GPUOpen-LibrariesAndSDKs/HIPRTSDK

HIPRT SDK 2.0.0 missing library (Linux)

FilipVaverka opened this issue ยท 20 comments

HIPRT SDK 2.0.0 archive at gpuopen.com seems to be missing linux binaries for HIPRT libraries.

ib00 commented

There is a new release that has Linux support now (2.0.3). I have tested it and it works.

I'm getting

UnbundleFiles error: 'Linker Program': No such file or directory

error with this version (both bundled tutorials and my own code). Looking at strace output, it seems to be looking for literally Linker Program for some reason:

openat(AT_FDCWD, "Linker Program", O_RDONLY|O_CLOEXEC) = -1 ENOENT (No such file or directory)

It should be noted that I do have latest ROCm packages installed (ROCm 5.5.0).

ib00 commented

Ah, I haven't tried it with ROCm. Only tried it with CUDA and it's worked for me.

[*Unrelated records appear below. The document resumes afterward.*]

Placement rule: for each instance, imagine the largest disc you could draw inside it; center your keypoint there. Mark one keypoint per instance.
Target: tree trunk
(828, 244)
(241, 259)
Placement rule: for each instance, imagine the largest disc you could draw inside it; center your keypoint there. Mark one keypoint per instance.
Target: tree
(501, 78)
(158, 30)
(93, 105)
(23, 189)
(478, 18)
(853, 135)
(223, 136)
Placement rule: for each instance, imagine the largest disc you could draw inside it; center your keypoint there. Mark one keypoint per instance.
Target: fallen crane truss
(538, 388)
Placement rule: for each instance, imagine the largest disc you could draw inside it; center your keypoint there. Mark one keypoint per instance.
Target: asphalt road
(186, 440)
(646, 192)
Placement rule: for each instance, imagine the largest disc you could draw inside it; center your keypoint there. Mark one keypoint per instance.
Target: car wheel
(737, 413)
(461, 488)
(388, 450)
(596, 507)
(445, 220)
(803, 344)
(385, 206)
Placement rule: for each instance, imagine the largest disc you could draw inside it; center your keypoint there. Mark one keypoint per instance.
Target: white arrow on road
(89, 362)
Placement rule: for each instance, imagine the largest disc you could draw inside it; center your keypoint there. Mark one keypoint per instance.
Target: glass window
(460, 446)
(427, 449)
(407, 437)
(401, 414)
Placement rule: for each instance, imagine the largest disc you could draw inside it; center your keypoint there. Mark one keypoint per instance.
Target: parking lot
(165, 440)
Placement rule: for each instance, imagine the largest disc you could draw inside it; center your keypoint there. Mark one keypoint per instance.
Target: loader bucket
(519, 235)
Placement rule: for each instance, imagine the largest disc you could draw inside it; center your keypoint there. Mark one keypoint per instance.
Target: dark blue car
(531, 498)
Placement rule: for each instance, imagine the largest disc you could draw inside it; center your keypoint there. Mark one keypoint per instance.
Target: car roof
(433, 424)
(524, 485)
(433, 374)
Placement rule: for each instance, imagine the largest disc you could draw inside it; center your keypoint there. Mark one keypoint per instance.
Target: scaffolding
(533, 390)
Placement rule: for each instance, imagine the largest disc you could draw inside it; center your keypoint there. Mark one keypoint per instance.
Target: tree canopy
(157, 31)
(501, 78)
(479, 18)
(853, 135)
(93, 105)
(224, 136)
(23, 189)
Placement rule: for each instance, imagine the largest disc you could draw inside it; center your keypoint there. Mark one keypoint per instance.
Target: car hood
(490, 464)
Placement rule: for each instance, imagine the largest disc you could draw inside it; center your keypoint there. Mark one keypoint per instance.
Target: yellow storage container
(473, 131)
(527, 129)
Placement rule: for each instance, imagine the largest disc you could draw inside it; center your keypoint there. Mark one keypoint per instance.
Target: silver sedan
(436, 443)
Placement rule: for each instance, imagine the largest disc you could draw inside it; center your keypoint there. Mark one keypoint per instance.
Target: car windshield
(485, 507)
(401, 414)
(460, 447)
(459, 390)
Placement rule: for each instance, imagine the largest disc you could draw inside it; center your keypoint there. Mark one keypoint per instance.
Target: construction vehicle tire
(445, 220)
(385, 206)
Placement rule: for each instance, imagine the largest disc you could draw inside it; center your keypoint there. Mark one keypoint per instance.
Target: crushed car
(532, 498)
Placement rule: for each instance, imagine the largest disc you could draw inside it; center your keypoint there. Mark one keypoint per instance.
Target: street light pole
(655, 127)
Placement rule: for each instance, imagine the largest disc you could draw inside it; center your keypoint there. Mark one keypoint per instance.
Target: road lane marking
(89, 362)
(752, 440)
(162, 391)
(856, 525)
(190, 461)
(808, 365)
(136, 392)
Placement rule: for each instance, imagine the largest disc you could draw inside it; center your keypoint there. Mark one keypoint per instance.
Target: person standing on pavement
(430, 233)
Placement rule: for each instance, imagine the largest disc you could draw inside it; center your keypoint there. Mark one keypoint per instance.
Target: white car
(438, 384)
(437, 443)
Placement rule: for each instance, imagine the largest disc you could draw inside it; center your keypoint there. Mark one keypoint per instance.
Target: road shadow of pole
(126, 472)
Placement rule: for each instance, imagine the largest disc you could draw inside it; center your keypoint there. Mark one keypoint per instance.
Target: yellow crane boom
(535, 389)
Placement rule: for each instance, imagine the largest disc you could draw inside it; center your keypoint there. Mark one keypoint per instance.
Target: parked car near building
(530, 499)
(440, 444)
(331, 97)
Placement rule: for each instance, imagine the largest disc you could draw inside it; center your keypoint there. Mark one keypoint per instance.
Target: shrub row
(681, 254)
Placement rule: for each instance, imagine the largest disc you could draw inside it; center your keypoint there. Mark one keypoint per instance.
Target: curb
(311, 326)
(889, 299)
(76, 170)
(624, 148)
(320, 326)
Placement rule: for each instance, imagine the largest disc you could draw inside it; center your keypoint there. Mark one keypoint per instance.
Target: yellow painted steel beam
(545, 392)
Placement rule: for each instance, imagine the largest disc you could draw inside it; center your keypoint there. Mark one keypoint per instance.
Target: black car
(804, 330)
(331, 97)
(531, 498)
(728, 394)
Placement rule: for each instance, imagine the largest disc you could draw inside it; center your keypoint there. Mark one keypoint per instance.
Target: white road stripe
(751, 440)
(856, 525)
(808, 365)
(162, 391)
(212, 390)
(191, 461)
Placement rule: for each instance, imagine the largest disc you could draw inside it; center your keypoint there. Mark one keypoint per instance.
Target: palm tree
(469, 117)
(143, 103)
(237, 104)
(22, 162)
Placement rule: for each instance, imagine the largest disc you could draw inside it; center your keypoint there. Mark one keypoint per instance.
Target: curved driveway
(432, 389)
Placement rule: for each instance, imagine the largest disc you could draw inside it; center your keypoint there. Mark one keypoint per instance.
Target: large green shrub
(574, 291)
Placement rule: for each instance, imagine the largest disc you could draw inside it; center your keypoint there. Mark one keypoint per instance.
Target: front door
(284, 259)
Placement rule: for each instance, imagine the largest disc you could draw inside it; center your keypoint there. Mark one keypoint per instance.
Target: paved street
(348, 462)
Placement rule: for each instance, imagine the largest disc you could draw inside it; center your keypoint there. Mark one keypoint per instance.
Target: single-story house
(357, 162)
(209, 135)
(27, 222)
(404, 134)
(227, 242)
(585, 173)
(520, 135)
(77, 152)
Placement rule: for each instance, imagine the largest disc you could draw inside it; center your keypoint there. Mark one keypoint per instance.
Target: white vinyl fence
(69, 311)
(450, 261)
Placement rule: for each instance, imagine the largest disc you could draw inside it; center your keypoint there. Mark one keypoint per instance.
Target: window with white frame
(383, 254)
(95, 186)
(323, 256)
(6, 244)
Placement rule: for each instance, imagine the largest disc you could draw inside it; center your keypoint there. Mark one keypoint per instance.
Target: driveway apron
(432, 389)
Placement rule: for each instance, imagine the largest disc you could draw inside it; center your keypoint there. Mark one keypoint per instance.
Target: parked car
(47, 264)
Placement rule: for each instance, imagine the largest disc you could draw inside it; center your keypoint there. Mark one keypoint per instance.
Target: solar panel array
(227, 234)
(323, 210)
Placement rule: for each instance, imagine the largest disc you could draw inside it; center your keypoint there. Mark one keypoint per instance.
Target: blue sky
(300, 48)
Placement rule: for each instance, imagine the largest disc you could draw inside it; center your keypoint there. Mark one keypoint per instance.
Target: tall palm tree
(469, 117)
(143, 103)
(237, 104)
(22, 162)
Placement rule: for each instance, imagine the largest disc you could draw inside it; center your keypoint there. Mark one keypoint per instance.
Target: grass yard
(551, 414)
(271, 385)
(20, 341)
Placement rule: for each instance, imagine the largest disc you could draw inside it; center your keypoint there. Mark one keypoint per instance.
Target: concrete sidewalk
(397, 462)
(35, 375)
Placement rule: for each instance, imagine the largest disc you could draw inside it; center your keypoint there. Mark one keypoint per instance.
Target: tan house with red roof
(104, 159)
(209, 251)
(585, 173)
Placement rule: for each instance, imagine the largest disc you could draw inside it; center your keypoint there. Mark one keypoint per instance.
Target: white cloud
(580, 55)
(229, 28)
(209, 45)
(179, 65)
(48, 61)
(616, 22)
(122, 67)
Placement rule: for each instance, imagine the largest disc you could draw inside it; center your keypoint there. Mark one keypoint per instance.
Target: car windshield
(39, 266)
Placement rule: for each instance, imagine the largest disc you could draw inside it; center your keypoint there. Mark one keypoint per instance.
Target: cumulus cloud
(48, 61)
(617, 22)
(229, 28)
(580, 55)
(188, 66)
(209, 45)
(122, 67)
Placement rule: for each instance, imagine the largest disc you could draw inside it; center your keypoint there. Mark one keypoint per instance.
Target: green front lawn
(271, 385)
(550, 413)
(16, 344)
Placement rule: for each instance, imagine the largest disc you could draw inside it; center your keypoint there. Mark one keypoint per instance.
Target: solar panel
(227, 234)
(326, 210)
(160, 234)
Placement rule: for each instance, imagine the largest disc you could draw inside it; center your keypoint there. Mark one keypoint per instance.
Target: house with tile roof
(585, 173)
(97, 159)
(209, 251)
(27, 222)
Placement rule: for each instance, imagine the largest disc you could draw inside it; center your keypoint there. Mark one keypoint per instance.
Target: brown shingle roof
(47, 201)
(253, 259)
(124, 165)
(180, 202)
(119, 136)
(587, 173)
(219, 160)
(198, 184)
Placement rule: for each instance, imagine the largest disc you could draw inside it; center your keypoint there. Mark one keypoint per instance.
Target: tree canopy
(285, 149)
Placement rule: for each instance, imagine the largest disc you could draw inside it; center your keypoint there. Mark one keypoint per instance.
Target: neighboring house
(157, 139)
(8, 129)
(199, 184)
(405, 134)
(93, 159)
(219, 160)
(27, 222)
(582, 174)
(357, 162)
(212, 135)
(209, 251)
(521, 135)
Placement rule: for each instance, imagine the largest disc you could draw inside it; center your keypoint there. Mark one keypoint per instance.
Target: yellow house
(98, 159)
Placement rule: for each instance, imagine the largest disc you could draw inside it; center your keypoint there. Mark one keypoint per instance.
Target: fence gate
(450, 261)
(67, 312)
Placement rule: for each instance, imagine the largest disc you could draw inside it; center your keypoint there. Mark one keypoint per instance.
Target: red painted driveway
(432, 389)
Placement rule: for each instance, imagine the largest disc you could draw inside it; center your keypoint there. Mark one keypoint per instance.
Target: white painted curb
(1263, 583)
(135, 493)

I see, the same binary works for me, when I select NVIDIA/CUDA device (using HIP_VISIBLE_DEVICES= ). Well, shame... AMDs own ray tracing library works with NVIDIA better than AMD. Maybe some issue with ROCm version, but I haven't been able to even find what are required dependencies on Linux (I thought it only uses driver, just like on Windows).
I'm not trying to run HIP integration example at this point, just normal Orochi path.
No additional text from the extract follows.